Core garments include the AM2-1 Modular Parka, featuring detachable parts; the DM1-1 Japanese Cargo, inspired by Swedish dead stock trousers; and the WU1-4 Parachute Bag, made from military parachutes. In 2023, Applied Art Forms teamed up with Master & Dynamic to develop wireless headphones based on the Apollo missions. The brand also launched the Canal House Line, an artisanal collection tailored using antique textiles. Its signature piece is the C.H.L Boro Liner, a jacket woven in boro fabrics dating back to the 19th century. Berryman soon met English designer Hannah Martin. Their shared appreciation for industrial and punk aesthetics drove the creation of the Vanitas jewellery series. The products draw influence from their namesake paintings, which depict the fleeting nature of life through symbolism.

== Reception ==
Esquires Finlay Renwick praised Applied Art Forms for avoiding "the usual pitfalls" of celebrity brands, since its garments have subtle colour palettes and few logos. Andrea Sacal mentioned that Berryman delivers "a fresh take on upcycled menswear" in a fashion article for Hypebeast. Emma Pradella from Mr Porter highlighted the adaptable design of the AM2-1 Modular Parka on her spring jacket guide. Writing for Numéro Netherlands, Marie-Pauline Cesari said that each Applied Art Forms piece reflects a commitment to durability and timelessness.
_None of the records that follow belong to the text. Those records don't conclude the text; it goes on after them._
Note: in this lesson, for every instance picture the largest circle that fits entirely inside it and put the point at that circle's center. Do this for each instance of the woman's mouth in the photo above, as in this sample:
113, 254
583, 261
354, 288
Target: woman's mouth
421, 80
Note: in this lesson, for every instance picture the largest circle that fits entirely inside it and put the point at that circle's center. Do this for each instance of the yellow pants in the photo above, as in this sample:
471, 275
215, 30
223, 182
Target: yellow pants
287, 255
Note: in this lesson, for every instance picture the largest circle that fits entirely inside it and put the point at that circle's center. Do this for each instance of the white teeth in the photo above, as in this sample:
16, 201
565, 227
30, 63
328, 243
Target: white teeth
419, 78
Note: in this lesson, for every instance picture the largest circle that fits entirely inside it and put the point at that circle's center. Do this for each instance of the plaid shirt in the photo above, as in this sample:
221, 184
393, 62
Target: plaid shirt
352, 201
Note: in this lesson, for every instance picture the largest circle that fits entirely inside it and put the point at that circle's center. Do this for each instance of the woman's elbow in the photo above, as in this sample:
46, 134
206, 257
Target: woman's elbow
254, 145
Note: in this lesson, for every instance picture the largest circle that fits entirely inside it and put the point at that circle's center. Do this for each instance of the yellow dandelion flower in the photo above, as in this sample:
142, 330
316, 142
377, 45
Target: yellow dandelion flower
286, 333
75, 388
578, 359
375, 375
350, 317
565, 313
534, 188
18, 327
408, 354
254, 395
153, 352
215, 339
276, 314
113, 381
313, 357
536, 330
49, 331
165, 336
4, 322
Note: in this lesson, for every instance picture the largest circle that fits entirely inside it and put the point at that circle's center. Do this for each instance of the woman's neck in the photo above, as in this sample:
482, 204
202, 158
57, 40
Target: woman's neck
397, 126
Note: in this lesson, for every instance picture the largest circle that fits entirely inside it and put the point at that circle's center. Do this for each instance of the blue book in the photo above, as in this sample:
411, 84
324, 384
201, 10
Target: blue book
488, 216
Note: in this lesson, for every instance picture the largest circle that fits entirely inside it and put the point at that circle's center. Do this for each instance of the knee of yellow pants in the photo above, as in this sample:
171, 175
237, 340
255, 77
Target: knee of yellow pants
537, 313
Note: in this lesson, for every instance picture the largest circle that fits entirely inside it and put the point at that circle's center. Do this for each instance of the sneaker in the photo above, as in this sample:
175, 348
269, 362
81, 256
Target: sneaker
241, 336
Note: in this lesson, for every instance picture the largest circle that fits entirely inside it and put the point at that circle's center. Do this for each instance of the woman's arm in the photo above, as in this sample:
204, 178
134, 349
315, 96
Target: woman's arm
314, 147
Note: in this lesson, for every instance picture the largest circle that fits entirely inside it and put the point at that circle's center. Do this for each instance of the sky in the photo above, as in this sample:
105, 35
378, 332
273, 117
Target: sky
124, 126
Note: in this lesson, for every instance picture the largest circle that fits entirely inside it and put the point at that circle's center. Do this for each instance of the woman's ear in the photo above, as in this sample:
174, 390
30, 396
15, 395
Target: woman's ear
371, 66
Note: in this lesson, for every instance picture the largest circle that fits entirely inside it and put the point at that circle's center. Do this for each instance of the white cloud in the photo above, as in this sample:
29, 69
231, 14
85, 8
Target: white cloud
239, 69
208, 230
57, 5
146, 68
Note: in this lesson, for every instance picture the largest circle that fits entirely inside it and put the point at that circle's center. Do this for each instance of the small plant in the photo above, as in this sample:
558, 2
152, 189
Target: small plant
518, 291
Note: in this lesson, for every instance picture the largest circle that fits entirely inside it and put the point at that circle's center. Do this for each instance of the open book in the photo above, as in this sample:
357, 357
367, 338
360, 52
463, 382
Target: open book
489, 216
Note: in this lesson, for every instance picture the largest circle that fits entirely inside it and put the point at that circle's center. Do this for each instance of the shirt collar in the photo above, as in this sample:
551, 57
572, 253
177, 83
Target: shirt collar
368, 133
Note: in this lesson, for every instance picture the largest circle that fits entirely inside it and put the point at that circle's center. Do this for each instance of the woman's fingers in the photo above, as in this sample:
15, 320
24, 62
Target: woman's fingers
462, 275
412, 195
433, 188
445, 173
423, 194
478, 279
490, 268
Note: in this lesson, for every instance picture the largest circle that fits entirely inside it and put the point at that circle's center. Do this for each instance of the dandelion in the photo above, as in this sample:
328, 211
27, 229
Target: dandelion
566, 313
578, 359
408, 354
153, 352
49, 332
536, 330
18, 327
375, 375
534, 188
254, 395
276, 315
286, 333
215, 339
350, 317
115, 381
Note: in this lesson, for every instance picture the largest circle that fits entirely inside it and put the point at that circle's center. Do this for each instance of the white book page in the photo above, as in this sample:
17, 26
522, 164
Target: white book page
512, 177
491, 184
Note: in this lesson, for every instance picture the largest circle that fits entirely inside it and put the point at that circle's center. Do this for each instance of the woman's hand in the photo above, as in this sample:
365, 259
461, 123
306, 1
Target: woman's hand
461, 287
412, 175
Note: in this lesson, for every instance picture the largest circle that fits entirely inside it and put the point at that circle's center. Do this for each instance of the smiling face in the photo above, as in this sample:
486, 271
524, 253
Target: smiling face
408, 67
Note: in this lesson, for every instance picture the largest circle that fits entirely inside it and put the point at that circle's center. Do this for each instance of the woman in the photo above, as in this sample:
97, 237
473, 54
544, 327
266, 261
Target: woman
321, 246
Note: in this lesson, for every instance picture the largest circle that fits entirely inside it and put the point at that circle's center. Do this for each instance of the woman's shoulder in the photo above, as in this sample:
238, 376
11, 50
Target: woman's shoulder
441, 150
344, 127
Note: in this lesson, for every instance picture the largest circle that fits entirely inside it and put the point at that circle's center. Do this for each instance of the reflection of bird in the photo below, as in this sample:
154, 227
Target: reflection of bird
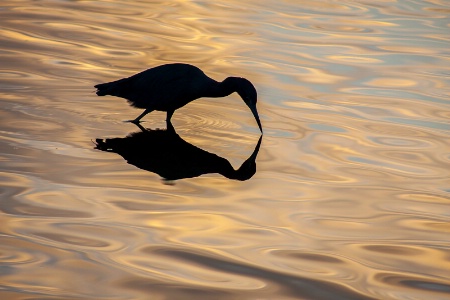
164, 152
169, 87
She also commented that Berryman's knowledge of architecture, engineering and vintage clothing brings "a distinctive edge". In 2024, Robb Report ranked him among the best emerging designers in the world. His fellow Coldplay members are supportive of the brand, using it both personally and professionally. The shirt with the phrase "Love is the drug" achieved popularity after Chris Martin bought it. In 2025, Highsnobiety included Applied Art Forms on their list of best Dutch fashion brands.